President Donald Trump signed a revised executive order Monday which prohibits travel from several countries, but unions contest it still discriminates.
Trump issued the revised executive order after the first one was defeated in the courts. The administration has argued the temporary travel ban is designed to protect the country from terrorism. The Service Employees International Union (SEIU) and other critics argue the revised order still discriminates against Muslims.
“Americans will not be fooled,” SEIU International Executive Vice President Rocio Sáenz said in a statement. “It is clear that President Trump is repackaging just another version of the same discriminatory and hateful executive order that courts around the country rejected over and over again last month.”
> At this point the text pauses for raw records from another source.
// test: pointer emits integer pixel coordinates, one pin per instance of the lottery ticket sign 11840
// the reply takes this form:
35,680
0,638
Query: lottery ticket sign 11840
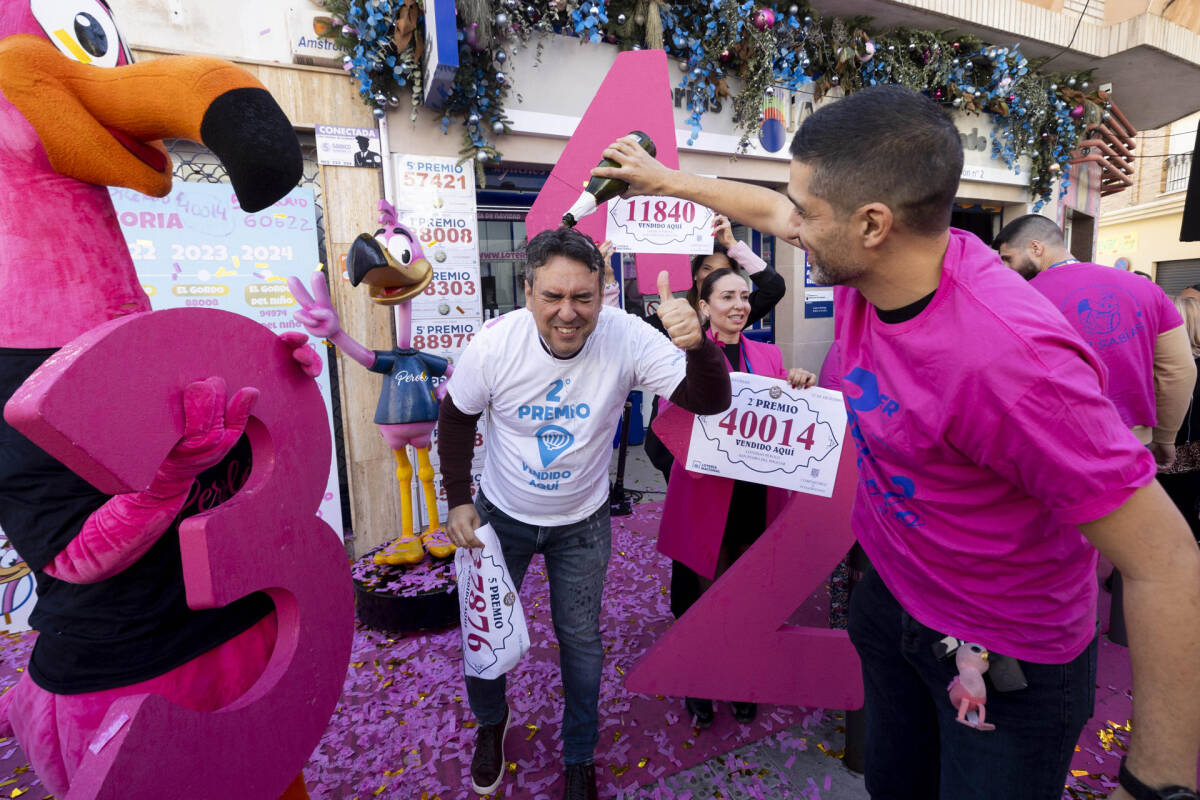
773,434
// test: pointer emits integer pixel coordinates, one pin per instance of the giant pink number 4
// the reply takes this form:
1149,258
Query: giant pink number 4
635,96
108,405
735,642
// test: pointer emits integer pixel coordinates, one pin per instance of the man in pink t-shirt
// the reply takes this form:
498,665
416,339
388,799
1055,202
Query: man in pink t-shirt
1128,320
991,470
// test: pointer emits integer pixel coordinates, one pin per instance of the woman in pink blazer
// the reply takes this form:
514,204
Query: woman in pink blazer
709,521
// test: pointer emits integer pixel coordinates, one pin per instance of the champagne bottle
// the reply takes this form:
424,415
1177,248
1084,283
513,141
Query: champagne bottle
601,190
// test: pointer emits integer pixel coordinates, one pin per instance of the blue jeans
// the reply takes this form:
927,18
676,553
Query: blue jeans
576,560
916,749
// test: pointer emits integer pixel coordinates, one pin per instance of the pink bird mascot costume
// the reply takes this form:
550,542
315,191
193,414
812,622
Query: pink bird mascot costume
76,116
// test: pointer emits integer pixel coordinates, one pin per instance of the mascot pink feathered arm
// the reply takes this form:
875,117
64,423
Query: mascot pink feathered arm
77,116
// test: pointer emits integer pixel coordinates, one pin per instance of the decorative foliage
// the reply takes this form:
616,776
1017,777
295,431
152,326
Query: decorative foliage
768,46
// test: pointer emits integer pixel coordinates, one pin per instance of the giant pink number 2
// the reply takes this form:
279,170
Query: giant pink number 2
736,642
108,405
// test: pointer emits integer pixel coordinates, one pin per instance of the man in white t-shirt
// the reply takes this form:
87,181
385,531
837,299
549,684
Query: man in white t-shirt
552,379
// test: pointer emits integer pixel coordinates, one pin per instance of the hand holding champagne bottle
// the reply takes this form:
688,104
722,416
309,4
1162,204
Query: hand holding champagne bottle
601,190
635,168
679,319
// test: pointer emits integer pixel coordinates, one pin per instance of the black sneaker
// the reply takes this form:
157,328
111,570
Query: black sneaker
581,782
487,764
700,710
744,713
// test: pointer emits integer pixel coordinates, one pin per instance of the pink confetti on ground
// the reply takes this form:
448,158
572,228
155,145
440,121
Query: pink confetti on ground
401,727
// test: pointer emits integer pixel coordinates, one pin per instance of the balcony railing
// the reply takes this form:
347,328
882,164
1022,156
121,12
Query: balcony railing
1176,170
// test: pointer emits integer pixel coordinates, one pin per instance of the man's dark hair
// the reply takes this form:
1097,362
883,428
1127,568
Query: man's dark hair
1032,227
568,242
885,144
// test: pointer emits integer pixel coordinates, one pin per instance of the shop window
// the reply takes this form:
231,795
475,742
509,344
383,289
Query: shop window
1176,276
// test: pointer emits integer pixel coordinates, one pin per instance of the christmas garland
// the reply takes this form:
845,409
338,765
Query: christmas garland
1039,114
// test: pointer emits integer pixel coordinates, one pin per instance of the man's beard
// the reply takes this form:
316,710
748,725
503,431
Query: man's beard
832,272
The executive order puts temporary travel restrictions on Iran, Libya, Somalia, Sudan, Syria, and Yemen. Those opposed contest the order is religious discrimination since it targets Muslim-majority countries. The United Farm Workers (UFW) argues the order doesn’t even help protect against terrorism.
“In fact, it aggravates the threat by alienating the very people at home and abroad whose cooperation and support we most need,” UFW President Arturo Rodriguez said in a statement. “The revised Trump executive order is nothing more than a stark appeal to irrational ignorance, prejudice and fear mongering.”
Trump has argued the executive order isn’t about religious discrimination. He counters it’s really about safeguarding against regions known for terrorism. He also notes the seven countries included in the executive order have previously been identified by the last administration as sources of terror.
“America is a proud nation of immigrants, and we will continue to show compassion to those fleeing oppression, but we will do so while protecting our own citizens and border,” Trump said Jan. 29. “To be clear, this is not a Muslim ban, as the media is falsely reporting. This is not about religion – this is about terror and keeping our country safe.”
The executive order also calls for more aggressive vetting procedures. The original executive order was met with fierce opposition when it was signed Jan 27. It faced several lawsuits and was eventually blocked by the Ninth Circuit Court of Appeals.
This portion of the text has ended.